The novel Lyme borreliosis vaccine VLA15 shows broad protection against Borrelia species expressing six different OspA serotypes

Abstract

We have previously shown that the Outer surface protein A (OspA) based Lyme borreliosis vaccine VLA15 induces protective immunity in mice. Herein, we report the induction of protective immunity by VLA15 with mouse models using ticks infected with B. burgdorferi (OspA serotype 1), B. afzelii (OspA serotype 2) and B. bavariensis (OspA serotype 4) or with in vitro grown B. garinii (OspA serotype 5 and 6) for challenge. For B. garinii (OspA serotype 3), we have developed a growth inhibition assay using chicken complement and functional antibodies targeting B. garinii (OspA serotype 3) could be demonstrated after immunization with VLA15. Furthermore, following three priming immunizations, a booster dose was administered five months later and the induction of immunological memory could be confirmed. Thus, the antibody titers after the booster dose were increased considerably compared to those after primary immunization. In addition, the half-lives of anti-OspA serotype specific antibodies after administration of the booster immunization were longer than after primary immunization. Taken together, we could show that VLA15 induced protection in mice against challenge with four different clinically relevant Borrelia species (B. burgdorferi, B. afzelii, B. garinii and B. bavariensis) expressing five of the six OspA serotypes included in the vaccine. The protection data is supported by functional assays showing efficacy against spirochetes expressing any of the six OspA serotypes (1 to 6). To our knowledge, this is the first time a Lyme borreliosis vaccine has been able to demonstrate such broad protection in preclinical studies. These new data provide further promise for the clinical development of VLA15 and supports our efforts to provide a new Lyme borreliosis vaccine available for global use.

Fig 1. Growth inhibition of B. garinii (ST3).

The growth inhibition of B. garinii (ST3) strain PFr in the presence of either immune sera from mice immunized with VLA15 or full length OspA (ST3, Lip-OspA3-His) are shown. The maximum level of growth, 100% (solid line), is defined as the growth observed in the presence of serum from placebo immunized mice. In addition, 50% spirochete growth is indicated (dotted line). VLA15 immune sera and full length OspA ST3 immune sera showed similar levels of growth inhibition.

Fig 2. Long-term persistence of anti-OspA antibodies and the effect of a booster immunization.

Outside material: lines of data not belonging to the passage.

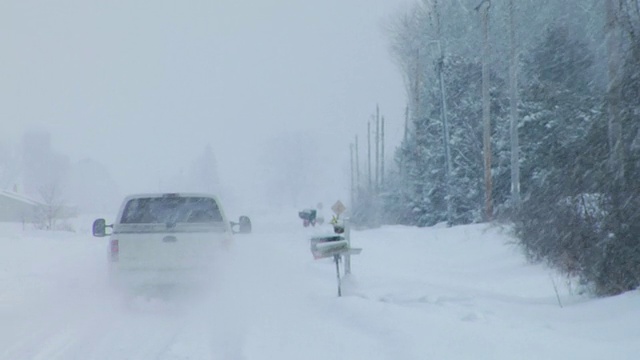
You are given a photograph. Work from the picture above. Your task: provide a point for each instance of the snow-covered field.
(435, 293)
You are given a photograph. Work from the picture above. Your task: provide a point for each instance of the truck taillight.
(114, 249)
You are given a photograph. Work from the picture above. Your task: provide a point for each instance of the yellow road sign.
(338, 208)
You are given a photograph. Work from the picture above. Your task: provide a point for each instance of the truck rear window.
(170, 210)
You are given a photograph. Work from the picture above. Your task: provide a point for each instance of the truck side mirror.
(100, 228)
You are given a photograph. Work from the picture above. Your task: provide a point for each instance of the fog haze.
(143, 87)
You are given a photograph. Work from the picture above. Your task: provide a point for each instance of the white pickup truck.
(167, 239)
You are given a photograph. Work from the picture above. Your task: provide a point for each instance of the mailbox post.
(333, 246)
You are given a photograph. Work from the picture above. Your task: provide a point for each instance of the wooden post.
(513, 103)
(486, 110)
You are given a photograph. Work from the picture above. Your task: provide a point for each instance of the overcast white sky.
(143, 86)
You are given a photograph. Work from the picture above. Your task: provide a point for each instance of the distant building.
(16, 207)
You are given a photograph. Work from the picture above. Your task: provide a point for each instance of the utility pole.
(382, 153)
(377, 182)
(513, 100)
(616, 154)
(445, 122)
(352, 176)
(357, 169)
(486, 108)
(369, 153)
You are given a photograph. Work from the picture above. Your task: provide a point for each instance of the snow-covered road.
(437, 293)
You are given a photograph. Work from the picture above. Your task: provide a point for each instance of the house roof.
(19, 197)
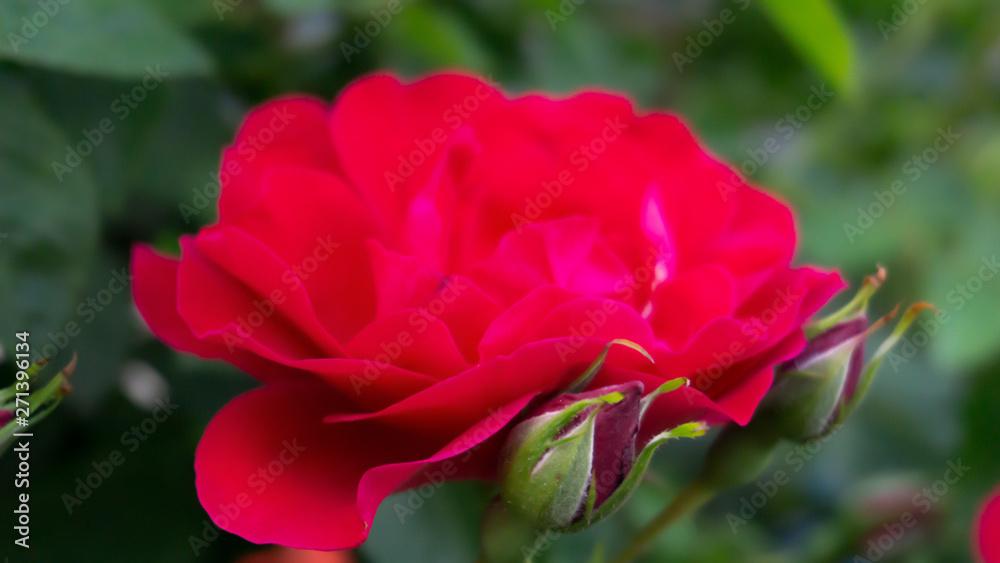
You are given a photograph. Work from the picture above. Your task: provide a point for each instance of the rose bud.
(812, 394)
(816, 391)
(574, 461)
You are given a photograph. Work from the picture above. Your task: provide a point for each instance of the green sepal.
(588, 375)
(591, 516)
(545, 477)
(856, 307)
(868, 374)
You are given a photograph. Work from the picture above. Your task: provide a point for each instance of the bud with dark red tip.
(820, 387)
(574, 461)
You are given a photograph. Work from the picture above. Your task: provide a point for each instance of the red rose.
(986, 530)
(407, 269)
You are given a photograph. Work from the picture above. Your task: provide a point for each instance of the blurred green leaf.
(815, 29)
(103, 37)
(50, 226)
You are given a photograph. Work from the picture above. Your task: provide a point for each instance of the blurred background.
(879, 121)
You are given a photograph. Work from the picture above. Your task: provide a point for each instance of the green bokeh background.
(895, 83)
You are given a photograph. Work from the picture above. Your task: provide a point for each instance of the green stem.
(690, 499)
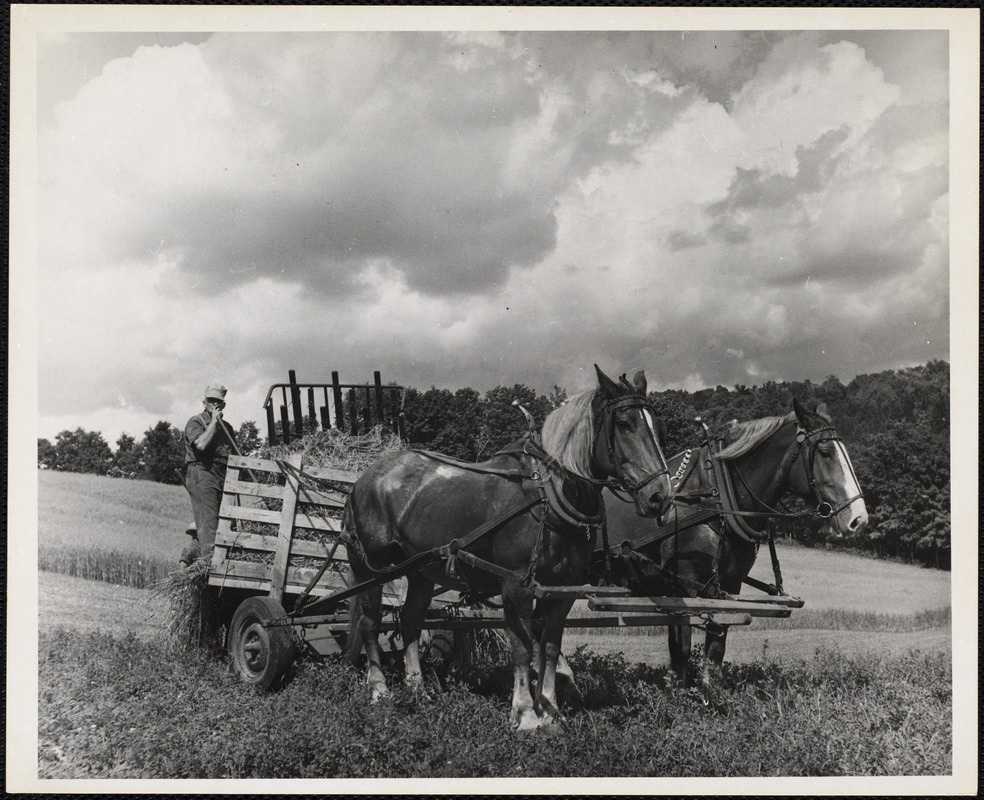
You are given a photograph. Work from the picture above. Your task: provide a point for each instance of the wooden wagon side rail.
(267, 506)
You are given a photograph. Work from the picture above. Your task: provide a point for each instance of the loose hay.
(338, 450)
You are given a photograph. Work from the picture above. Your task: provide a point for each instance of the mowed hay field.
(852, 602)
(117, 700)
(120, 531)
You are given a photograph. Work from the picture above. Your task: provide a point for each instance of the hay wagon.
(280, 564)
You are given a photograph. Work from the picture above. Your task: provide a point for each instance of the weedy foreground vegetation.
(119, 706)
(125, 708)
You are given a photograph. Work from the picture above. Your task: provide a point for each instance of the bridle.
(813, 439)
(807, 444)
(620, 482)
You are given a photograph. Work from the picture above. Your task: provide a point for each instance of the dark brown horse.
(764, 459)
(530, 513)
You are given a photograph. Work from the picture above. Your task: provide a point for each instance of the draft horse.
(529, 515)
(702, 553)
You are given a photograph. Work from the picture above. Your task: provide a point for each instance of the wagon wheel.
(261, 655)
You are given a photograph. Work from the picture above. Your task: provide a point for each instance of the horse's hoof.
(551, 726)
(379, 692)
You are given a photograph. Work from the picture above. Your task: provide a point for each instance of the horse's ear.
(661, 432)
(608, 386)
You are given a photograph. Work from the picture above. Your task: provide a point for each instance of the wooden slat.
(253, 463)
(250, 489)
(278, 577)
(684, 605)
(775, 600)
(301, 576)
(307, 494)
(229, 510)
(653, 620)
(268, 544)
(317, 523)
(224, 525)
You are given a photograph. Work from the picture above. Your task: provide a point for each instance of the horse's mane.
(746, 436)
(568, 434)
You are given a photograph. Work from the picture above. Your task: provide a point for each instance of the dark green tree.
(82, 451)
(47, 455)
(128, 460)
(163, 453)
(501, 422)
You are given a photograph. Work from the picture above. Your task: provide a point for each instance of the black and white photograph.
(428, 400)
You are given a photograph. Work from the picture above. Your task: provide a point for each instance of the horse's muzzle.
(651, 503)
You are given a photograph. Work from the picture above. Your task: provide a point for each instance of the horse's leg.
(412, 613)
(517, 605)
(678, 637)
(366, 616)
(554, 613)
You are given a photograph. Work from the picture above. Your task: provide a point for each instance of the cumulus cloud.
(492, 208)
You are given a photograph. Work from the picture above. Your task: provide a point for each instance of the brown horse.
(529, 515)
(765, 458)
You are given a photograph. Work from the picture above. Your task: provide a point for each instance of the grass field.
(120, 707)
(858, 683)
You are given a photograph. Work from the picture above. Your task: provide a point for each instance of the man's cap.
(215, 391)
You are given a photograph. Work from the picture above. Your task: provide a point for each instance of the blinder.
(620, 482)
(812, 440)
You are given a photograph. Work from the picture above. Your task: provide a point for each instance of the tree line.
(895, 425)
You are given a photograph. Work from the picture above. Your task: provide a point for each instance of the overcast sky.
(482, 209)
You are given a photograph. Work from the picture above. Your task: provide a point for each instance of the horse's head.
(822, 471)
(626, 449)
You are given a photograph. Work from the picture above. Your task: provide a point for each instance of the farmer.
(208, 440)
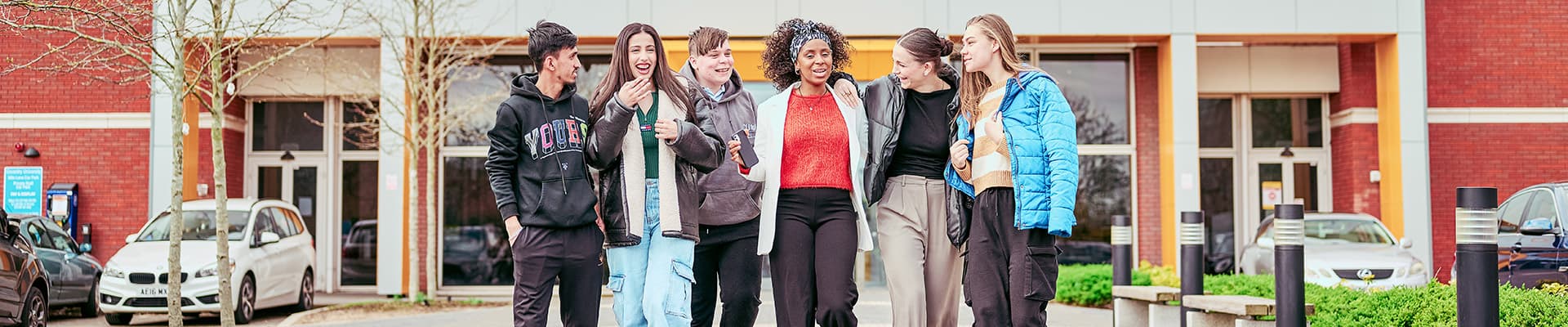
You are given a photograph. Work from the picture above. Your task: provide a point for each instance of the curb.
(294, 320)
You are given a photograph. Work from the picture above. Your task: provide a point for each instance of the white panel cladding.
(1269, 69)
(1116, 18)
(678, 18)
(1245, 16)
(322, 71)
(1294, 69)
(1024, 16)
(606, 18)
(1346, 16)
(1223, 69)
(864, 16)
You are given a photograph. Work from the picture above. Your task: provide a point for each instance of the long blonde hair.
(973, 87)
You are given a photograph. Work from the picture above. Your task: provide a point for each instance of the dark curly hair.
(778, 63)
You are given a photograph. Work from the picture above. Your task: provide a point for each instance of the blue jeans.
(653, 279)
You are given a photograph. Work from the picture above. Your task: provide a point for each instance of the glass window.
(1214, 123)
(279, 126)
(281, 224)
(264, 224)
(305, 195)
(1104, 189)
(1512, 213)
(1217, 200)
(1097, 88)
(358, 132)
(477, 92)
(359, 224)
(1542, 206)
(474, 245)
(61, 241)
(199, 225)
(39, 238)
(1278, 123)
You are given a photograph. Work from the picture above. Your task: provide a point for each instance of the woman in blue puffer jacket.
(1022, 172)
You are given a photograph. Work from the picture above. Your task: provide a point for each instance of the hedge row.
(1431, 306)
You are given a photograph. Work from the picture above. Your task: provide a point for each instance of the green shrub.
(1429, 306)
(1089, 285)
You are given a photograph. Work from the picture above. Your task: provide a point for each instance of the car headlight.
(211, 269)
(114, 272)
(1416, 269)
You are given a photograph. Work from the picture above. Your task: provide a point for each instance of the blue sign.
(24, 190)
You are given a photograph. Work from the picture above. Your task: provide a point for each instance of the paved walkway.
(874, 310)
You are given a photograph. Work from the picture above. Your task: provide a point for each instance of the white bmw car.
(270, 250)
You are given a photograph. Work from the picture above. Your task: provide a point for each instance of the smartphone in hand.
(748, 151)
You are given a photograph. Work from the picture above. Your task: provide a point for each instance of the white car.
(270, 252)
(1352, 250)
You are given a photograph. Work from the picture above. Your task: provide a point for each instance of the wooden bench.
(1145, 306)
(1232, 310)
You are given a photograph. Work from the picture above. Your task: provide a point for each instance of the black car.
(24, 286)
(1530, 243)
(71, 271)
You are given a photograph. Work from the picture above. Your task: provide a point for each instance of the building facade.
(1220, 105)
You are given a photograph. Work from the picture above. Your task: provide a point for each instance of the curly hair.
(778, 63)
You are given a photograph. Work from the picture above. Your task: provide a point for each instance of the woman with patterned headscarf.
(813, 217)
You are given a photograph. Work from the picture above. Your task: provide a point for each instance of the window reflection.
(474, 243)
(1097, 88)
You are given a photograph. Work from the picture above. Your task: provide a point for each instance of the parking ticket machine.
(61, 204)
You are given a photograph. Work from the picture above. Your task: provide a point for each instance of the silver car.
(1352, 250)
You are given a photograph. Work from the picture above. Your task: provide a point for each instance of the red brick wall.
(1504, 156)
(1147, 117)
(114, 187)
(1353, 146)
(1496, 54)
(37, 92)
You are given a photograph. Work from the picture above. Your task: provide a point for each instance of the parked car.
(1530, 240)
(24, 285)
(475, 255)
(270, 257)
(71, 271)
(1353, 250)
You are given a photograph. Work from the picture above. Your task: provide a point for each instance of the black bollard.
(1476, 226)
(1121, 250)
(1192, 262)
(1290, 266)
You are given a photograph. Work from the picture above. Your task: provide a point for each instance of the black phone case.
(748, 151)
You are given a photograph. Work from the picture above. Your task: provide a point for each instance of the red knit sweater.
(816, 145)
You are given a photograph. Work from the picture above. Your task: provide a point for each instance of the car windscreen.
(199, 225)
(1327, 231)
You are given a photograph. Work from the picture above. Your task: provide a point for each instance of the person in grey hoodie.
(726, 260)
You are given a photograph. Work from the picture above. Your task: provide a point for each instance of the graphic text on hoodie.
(559, 136)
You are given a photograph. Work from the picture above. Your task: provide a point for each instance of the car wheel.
(247, 308)
(90, 308)
(35, 311)
(306, 293)
(118, 318)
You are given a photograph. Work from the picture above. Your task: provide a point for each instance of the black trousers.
(1009, 274)
(728, 265)
(813, 258)
(545, 257)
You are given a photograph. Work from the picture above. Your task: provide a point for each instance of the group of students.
(973, 177)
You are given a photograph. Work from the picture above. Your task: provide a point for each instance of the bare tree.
(118, 43)
(434, 57)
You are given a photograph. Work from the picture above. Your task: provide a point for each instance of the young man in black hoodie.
(540, 177)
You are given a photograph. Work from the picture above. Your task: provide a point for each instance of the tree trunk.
(430, 217)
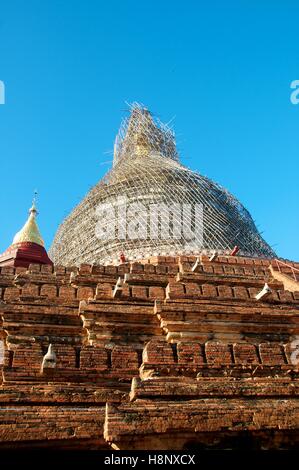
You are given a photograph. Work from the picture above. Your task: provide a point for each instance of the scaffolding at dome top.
(147, 172)
(141, 134)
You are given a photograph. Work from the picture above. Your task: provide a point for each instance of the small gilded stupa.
(27, 246)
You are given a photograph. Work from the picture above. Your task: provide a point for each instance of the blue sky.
(223, 69)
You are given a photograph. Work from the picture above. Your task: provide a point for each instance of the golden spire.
(30, 232)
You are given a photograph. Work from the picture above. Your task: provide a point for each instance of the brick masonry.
(148, 355)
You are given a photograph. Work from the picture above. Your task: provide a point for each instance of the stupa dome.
(150, 204)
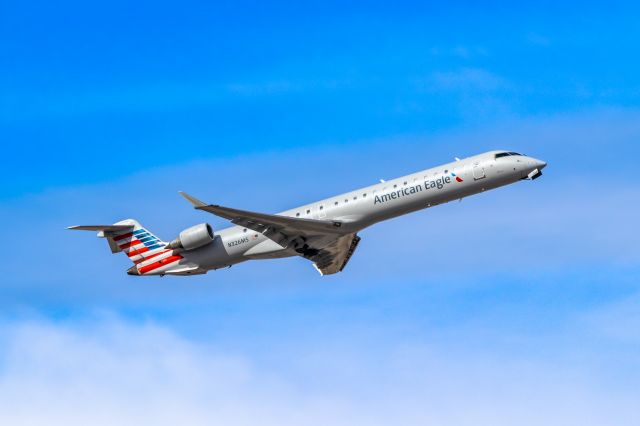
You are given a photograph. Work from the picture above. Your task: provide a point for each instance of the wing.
(104, 228)
(324, 242)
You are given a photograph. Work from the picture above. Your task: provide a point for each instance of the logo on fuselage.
(438, 183)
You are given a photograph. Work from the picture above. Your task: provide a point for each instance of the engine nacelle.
(193, 238)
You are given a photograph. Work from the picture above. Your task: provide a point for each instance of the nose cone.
(538, 164)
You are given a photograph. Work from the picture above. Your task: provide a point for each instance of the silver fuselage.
(364, 207)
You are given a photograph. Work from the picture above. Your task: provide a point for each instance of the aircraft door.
(478, 172)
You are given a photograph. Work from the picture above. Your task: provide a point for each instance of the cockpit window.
(507, 154)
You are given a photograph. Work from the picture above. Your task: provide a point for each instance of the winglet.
(194, 201)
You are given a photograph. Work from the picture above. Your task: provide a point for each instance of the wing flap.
(333, 258)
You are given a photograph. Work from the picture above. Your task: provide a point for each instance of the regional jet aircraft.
(324, 232)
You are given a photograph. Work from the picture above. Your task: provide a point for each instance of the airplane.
(324, 232)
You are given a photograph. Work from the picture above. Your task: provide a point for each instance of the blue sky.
(516, 306)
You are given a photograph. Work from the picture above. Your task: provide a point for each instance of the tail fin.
(130, 237)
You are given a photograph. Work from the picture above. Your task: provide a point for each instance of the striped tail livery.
(149, 254)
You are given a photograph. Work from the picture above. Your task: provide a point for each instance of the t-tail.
(149, 254)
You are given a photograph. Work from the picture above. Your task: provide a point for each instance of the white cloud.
(110, 371)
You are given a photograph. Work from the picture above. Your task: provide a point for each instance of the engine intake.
(193, 238)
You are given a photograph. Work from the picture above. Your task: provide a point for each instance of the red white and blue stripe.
(146, 250)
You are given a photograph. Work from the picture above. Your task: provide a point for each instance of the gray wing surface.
(321, 241)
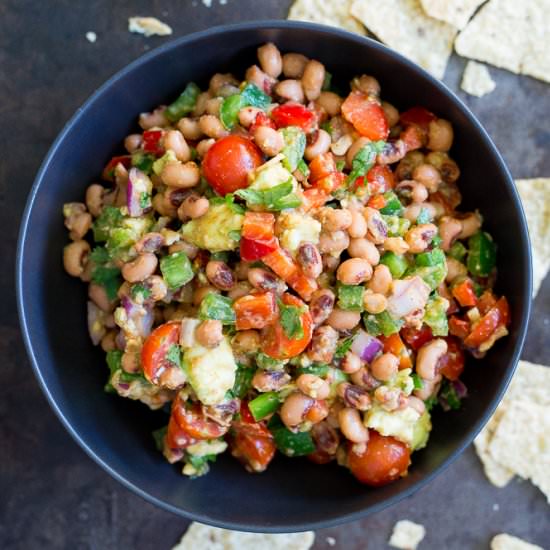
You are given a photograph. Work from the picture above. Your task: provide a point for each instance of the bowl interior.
(292, 494)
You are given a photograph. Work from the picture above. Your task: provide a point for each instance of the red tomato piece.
(108, 173)
(293, 114)
(416, 338)
(258, 225)
(255, 310)
(228, 162)
(384, 460)
(313, 198)
(252, 250)
(331, 182)
(459, 327)
(451, 364)
(464, 293)
(191, 420)
(499, 315)
(277, 344)
(155, 348)
(151, 142)
(366, 115)
(282, 263)
(417, 115)
(321, 166)
(394, 344)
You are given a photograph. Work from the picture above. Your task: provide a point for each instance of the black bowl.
(293, 495)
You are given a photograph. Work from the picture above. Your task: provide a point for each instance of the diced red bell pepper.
(293, 114)
(417, 115)
(416, 338)
(451, 364)
(378, 202)
(313, 198)
(459, 327)
(304, 286)
(414, 137)
(255, 311)
(321, 166)
(261, 120)
(394, 344)
(330, 183)
(366, 115)
(499, 315)
(109, 170)
(152, 142)
(258, 225)
(464, 293)
(252, 250)
(282, 263)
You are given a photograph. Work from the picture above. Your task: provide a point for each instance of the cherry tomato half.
(155, 348)
(384, 460)
(277, 344)
(228, 162)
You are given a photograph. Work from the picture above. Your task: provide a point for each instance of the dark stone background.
(52, 494)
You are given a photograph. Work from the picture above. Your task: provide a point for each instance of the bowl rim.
(175, 44)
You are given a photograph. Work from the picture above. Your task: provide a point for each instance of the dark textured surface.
(53, 496)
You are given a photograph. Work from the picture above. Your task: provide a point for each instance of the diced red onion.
(366, 346)
(138, 185)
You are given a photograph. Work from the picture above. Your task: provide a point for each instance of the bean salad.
(280, 264)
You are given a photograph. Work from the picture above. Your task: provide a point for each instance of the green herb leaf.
(364, 160)
(291, 321)
(218, 307)
(184, 104)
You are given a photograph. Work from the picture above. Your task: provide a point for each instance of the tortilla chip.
(535, 197)
(403, 26)
(530, 383)
(203, 537)
(455, 12)
(148, 26)
(407, 535)
(476, 80)
(327, 12)
(509, 542)
(510, 34)
(521, 442)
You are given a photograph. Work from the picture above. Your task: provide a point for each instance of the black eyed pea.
(354, 271)
(341, 319)
(75, 257)
(132, 142)
(270, 59)
(220, 275)
(385, 367)
(268, 140)
(211, 126)
(313, 78)
(94, 199)
(352, 426)
(428, 356)
(190, 128)
(290, 90)
(182, 176)
(313, 386)
(294, 65)
(440, 135)
(209, 333)
(174, 140)
(139, 269)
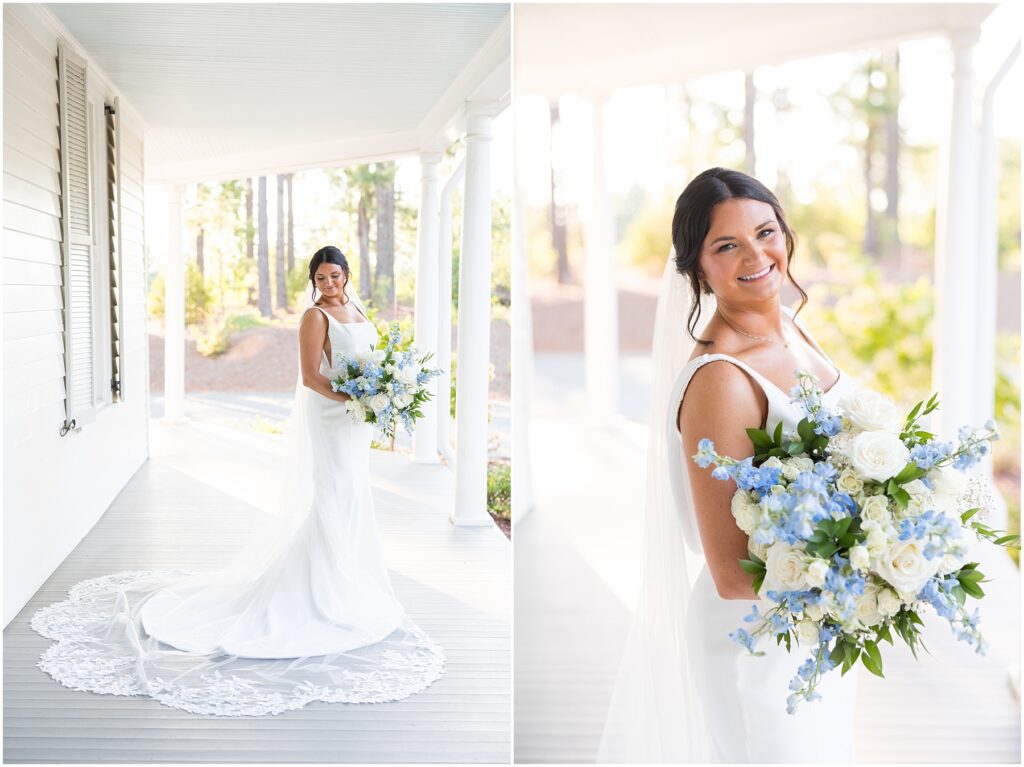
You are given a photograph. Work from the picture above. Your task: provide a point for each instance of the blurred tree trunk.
(249, 219)
(750, 98)
(363, 229)
(892, 243)
(291, 223)
(264, 253)
(200, 261)
(559, 239)
(384, 186)
(279, 253)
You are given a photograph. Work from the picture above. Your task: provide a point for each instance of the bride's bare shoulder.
(718, 388)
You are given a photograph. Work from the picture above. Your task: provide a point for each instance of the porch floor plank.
(185, 507)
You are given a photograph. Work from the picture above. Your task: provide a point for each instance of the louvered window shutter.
(114, 217)
(77, 242)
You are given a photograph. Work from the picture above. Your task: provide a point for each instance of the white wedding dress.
(685, 692)
(306, 613)
(742, 696)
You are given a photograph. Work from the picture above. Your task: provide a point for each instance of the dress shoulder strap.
(686, 375)
(322, 310)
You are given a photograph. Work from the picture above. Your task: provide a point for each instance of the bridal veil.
(653, 715)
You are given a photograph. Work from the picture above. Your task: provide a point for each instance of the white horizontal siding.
(55, 488)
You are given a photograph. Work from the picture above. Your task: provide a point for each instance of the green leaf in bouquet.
(752, 566)
(973, 574)
(972, 589)
(851, 658)
(838, 654)
(909, 472)
(871, 658)
(914, 412)
(882, 633)
(761, 439)
(969, 513)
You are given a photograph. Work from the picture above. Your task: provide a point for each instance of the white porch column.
(425, 436)
(988, 249)
(522, 367)
(444, 315)
(174, 312)
(600, 297)
(474, 323)
(956, 324)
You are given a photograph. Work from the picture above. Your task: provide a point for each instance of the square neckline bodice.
(761, 378)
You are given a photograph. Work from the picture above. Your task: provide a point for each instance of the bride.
(725, 352)
(305, 611)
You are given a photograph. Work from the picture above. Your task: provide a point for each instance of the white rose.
(859, 559)
(870, 411)
(867, 606)
(784, 568)
(921, 498)
(839, 448)
(903, 565)
(801, 463)
(814, 611)
(408, 374)
(849, 482)
(878, 455)
(744, 511)
(948, 485)
(807, 633)
(876, 509)
(356, 410)
(889, 603)
(816, 572)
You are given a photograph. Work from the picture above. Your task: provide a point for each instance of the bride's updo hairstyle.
(692, 220)
(329, 254)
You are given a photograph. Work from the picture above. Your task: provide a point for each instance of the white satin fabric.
(316, 621)
(685, 692)
(742, 697)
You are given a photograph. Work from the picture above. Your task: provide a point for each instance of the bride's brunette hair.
(692, 220)
(328, 254)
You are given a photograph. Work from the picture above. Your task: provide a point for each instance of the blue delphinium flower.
(741, 636)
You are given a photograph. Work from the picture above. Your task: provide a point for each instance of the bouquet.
(856, 522)
(386, 386)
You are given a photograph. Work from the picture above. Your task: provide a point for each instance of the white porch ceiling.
(593, 49)
(244, 88)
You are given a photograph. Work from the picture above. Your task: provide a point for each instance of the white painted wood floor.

Mice were immunized subcutaneously three times with 3.0 μg (-●-), 0.3 μg (-■-) or 0.03 μg (-▲-) VLA15 formulated with 0.15% aluminium hydroxide with two week intervals. Five months after the third priming immunization, a booster immunization was administered, indicated with an arrow on the time scale. Blood was collected monthly for one year and the total OspA serotype specific IgG titers determined with endpoint ELISA, where the plates were coated with full length OspA (Lip-OspA-His) of the corresponding serotype. (A) B. burgdorferi (ST1), (B) B. afzelii (ST2), (C) B. garinii (ST3), (D) B. bavariensis (ST4), (E) B. garinii (ST5), (F) B. garinii (ST6). (G) Anti-OspA antibody titer half-lives in weeks after primary immunization (week 8 to 28) and after booster immunization (week 36 to 52), respectively.